The Parks, Recreation and Waterfront Commission does not record meetings and requests for recording meetings or even turning on closed captioning falls on deaf ears. And the description “deaf” is not used lightly. The subject of closed captioning, live transcription and allowing attendees to save meeting transcripts is the subject of the complaint I brought to the Open Government Commission that will be discussed on January 19, 2023. 

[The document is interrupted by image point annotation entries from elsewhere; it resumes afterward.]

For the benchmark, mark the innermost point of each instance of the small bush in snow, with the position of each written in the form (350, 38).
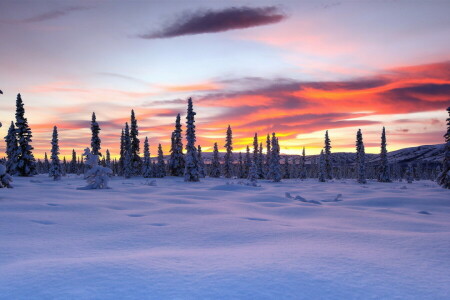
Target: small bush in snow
(97, 176)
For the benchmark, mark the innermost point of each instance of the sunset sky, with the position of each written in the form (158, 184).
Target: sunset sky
(294, 67)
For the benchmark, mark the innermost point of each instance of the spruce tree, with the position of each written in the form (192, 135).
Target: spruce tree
(26, 164)
(55, 166)
(268, 159)
(247, 162)
(11, 150)
(215, 163)
(328, 165)
(73, 163)
(256, 152)
(253, 174)
(303, 174)
(176, 161)
(161, 172)
(228, 159)
(128, 158)
(122, 152)
(322, 167)
(135, 144)
(191, 172)
(275, 170)
(147, 163)
(201, 163)
(383, 171)
(95, 140)
(286, 170)
(360, 159)
(443, 178)
(241, 171)
(108, 159)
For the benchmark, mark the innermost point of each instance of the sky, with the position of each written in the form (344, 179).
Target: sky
(296, 68)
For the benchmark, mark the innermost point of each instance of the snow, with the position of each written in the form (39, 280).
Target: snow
(218, 239)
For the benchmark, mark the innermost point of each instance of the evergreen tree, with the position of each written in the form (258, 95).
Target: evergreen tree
(11, 150)
(247, 162)
(55, 166)
(147, 164)
(191, 172)
(228, 161)
(268, 159)
(409, 173)
(360, 158)
(122, 152)
(260, 165)
(135, 144)
(275, 170)
(108, 159)
(443, 178)
(256, 152)
(303, 174)
(201, 163)
(73, 163)
(253, 174)
(26, 164)
(241, 170)
(128, 158)
(95, 140)
(383, 172)
(46, 163)
(286, 171)
(328, 165)
(215, 163)
(322, 167)
(161, 171)
(176, 161)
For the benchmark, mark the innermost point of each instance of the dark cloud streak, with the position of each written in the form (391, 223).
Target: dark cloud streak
(212, 21)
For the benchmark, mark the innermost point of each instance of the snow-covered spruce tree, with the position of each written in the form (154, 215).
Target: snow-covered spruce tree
(5, 178)
(360, 159)
(255, 157)
(95, 140)
(383, 169)
(191, 172)
(176, 161)
(286, 170)
(147, 163)
(303, 173)
(96, 176)
(73, 163)
(322, 167)
(247, 162)
(11, 150)
(260, 165)
(215, 163)
(161, 166)
(443, 178)
(240, 172)
(267, 163)
(201, 163)
(122, 152)
(328, 165)
(128, 158)
(26, 164)
(108, 159)
(275, 169)
(409, 173)
(135, 145)
(253, 174)
(228, 158)
(55, 166)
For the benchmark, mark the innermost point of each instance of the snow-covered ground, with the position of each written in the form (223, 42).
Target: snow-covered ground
(210, 240)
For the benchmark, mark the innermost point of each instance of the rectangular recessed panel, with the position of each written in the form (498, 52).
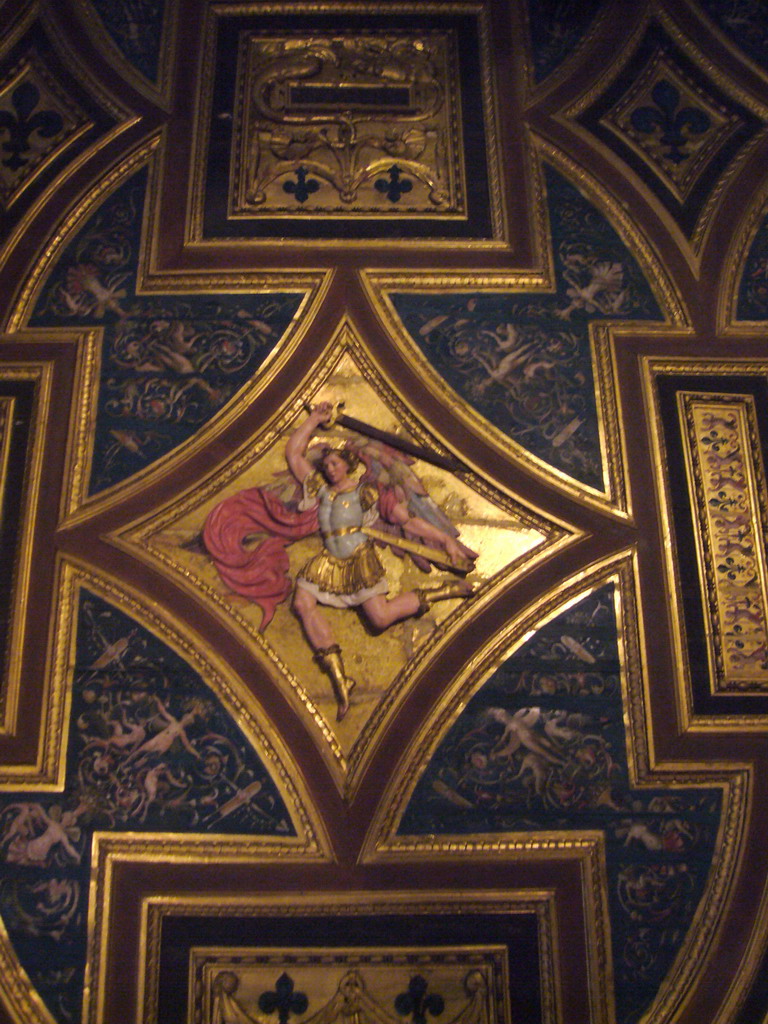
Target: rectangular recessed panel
(364, 984)
(726, 476)
(350, 124)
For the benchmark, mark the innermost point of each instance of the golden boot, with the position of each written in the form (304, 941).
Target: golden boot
(330, 660)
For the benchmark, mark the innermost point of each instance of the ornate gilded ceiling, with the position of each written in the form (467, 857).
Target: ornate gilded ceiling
(384, 593)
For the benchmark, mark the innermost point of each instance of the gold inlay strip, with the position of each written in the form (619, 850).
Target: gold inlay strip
(729, 501)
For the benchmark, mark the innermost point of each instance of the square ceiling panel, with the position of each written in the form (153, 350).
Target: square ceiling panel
(321, 124)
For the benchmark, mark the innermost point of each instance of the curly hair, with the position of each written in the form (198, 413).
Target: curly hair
(349, 457)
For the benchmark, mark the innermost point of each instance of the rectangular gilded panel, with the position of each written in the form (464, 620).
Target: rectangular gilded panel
(349, 125)
(382, 984)
(317, 121)
(727, 482)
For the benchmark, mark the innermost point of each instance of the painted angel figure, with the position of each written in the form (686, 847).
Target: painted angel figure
(351, 515)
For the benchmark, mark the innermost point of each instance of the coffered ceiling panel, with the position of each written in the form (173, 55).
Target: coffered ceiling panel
(384, 588)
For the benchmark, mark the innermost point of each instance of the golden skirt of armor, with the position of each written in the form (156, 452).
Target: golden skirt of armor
(345, 576)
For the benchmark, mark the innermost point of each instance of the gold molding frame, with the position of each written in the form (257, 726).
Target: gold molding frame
(503, 902)
(194, 222)
(10, 681)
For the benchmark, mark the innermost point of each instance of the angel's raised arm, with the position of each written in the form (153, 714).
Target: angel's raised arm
(299, 440)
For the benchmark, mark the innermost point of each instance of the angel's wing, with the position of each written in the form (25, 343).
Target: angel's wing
(393, 475)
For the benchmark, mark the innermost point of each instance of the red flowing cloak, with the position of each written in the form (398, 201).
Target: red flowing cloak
(259, 572)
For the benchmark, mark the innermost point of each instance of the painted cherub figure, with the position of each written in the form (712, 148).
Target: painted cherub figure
(347, 512)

Scott Ferris, Director of Parks, Recreation and Waterfront, reported a T1 funding gap of around $4,500,000 due to an increase in construction costs by about 25% and that priority projects were facilities, roads and restrooms. Ferris’s proposal to remove $300,000 from the Civic Center Turtle Island Monument Project was met with firm resistance from the Parks Commission. The estimate to renovate the African American Holistic Center is about $1,000,000 less than what it would cost to tear down the existing building and start from scratch. All of these estimates were made before we have felt the full impact of the destruction from our winter storms. 

The list of unfinished projects will go back to the joint subcommittee of Parks and Infrastructure and Transportation and eventually City Council. 

Brennan Cox, Parks Commissioner and landscape architect, voted in the end with the rest of the commissioners to support the Turtle Island Monument Project’s latest design. His comments prior to voting captured the state of affairs and much that I agree with. 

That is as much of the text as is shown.